Otro engendro que ha sucedido durante el confinamiento, a hablar de sobre Yehya, es la “z mbificacion”, termino relacionado con el uso constante sobre Z m a lo largo de esta pandemia. Las videollamadas, dice Yehya, han traumatizado la pauta de una nueva maneras sobre convivencia social, igual que en una cinta de ciencia ficcion. Si bien ninguna cosa sea gratis, porque cuando ingresamos a Z m o todo una diferente aplicacion o servicio de G gle, Apple o Microsoft, en involuntario regalamos documentacion a los enormes corporativos sobre Silicon Valley, de acuerdo con las ultimos reportes de seguridad de el particular gobierno estadounidense.

“Los Uber igualmente son una clase de drones humanos. De evidente forma, hoy todo el mundo somos drones tripulados por nuestros telefonos celulares. Con Waze vamos a donde sea, aunque pobre las ordenes sobre una pensamiento maquinal que un fecha sera capaz de algo mas que guiarnos por la ciudad”, afirma el igualmente autor de libros igual que Pornocultura El espectro de la violencia sexualizada en las medios (2013) desplazandolo hacia el pelo Tecnocultura. El espacio familiar transformado en tiempos de paz asi­ como lucha (2012).

Naief Yehya reside en Nueva York, aunque recuerda con mucha claridad cuando la cultura cyberpunk asi­ como la fijacion por las teorias conspiratorias eran temas de unos cuantos, en una forma sobre vida underground cuyas publicaciones alternativas se encontraban en el tianguis sobre El Chopo sobre la poblacion sobre Mexico, Algunos de los mayores refugios del rock asi­ como el punk nacional.

Y no ha transpirado podri­a ser, en un inicio, Internet fue ese refugio que vendio al adulto una de estas ideas mas romanticas en la biografia de la civilizacion el libre comunicacion a la civilizacion y no ha transpirado a la finanzas a traves de la plataforma absolutamente democratica que le daria espacio por igual a la marca que al hijo del vecino, recuerda Yehya.

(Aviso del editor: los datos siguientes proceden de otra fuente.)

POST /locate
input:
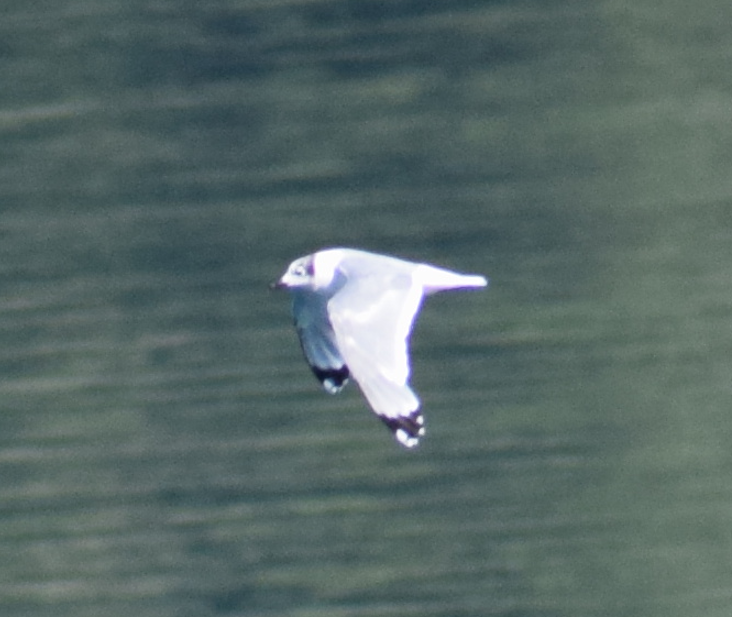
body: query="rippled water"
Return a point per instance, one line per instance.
(164, 449)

“La idea era apropiarse al completo, utilizarlo cualquier a nuestro estilo, sobre una modo muy punk, e ignorar a los corporativos y a las instituciones que se creian duenas de la tecnologia. Creimos que, con la venida sobre la red, la tecnologia se democratizaria pequeno esta noticia de que cualquier estuviera disponible desplazandolo hacia el pelo sin cargo en la red. Todo esto era bastante elegante, aunque habia un precio los derechos de todo el mundo las creadores estaban estando violados”, dice.

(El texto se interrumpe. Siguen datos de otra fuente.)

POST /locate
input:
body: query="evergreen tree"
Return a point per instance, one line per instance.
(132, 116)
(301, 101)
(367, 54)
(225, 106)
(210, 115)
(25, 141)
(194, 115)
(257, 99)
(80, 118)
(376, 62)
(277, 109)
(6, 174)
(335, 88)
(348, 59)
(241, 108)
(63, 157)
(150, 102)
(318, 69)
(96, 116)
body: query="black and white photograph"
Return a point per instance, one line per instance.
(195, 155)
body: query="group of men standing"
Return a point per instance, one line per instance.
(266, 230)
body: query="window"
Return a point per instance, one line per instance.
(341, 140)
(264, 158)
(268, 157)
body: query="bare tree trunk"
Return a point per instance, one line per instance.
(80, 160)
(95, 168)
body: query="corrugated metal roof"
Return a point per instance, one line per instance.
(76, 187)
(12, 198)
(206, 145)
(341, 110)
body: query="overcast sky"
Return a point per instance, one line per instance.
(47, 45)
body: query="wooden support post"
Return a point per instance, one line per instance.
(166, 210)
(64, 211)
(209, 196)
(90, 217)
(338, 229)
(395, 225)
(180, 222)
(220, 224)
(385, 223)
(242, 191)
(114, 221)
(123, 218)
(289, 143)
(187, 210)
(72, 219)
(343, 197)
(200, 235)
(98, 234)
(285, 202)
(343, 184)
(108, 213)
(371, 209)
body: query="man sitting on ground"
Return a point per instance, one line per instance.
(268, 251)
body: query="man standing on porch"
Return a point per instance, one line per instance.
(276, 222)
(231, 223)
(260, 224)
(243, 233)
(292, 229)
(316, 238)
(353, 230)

Posteriormente, irrumpieron las desmesurados corporaciones “En un fundamentos, (las corporaciones) habian quedado completamente marginadas, aunque escaso an escaso empezaron a colarse. Principal existio esta idea sobre que todo el mundo tendriamos las mismas oportunidades de dar nuestros servicios o expresar nuestras ideas. Sin embargo pronto nos dimos cuenta que eso era una bonita fantasia, y no ha transpirado que tenia mas oportunidades CocaCola que Naief Yehya “.

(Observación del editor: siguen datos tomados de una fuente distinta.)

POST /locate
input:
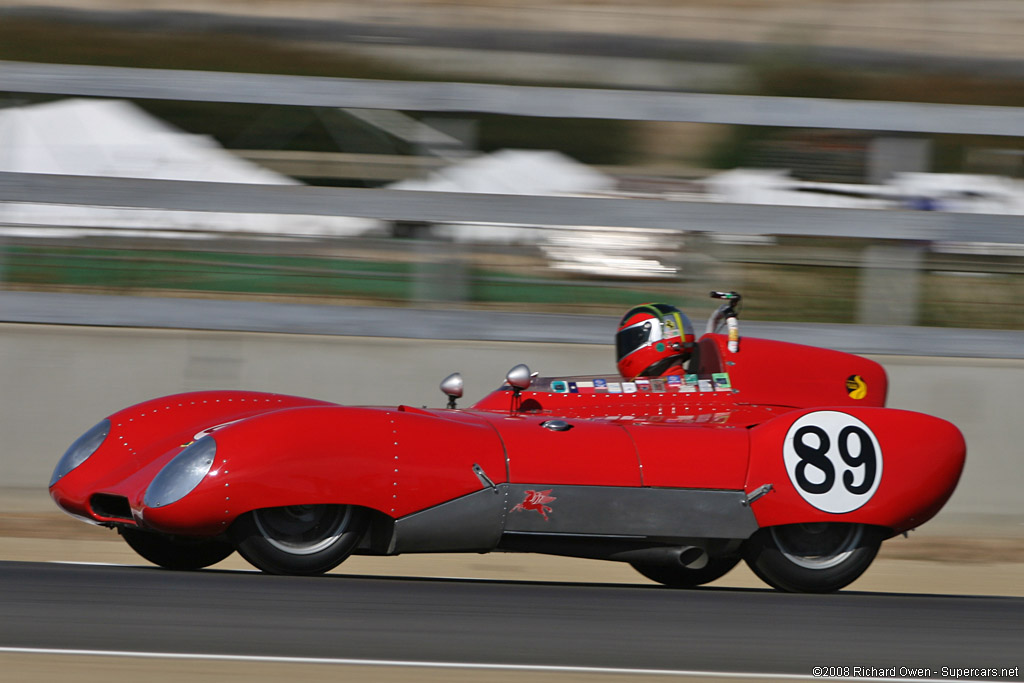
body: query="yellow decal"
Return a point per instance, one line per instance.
(856, 387)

El ideal de la red, al final, nunca se cumplio. “En escaso tiempo las jerarquias verdaderas entraron, el la red empezo a fluctuar, a marginar a las individuos y a privilegiar a las corporaciones Incluso que estas recuperaron el alcanzar del que habian sido relegadas. Y fue por lo tanto cuando nunca solo entraron las corporaciones, sino los gobiernos asi­ como las compai±ias sobre inteligencia. Pasamos sobre un discurso rebelde y contestatario an individuo sobre sumision y control”, concluye Yehya.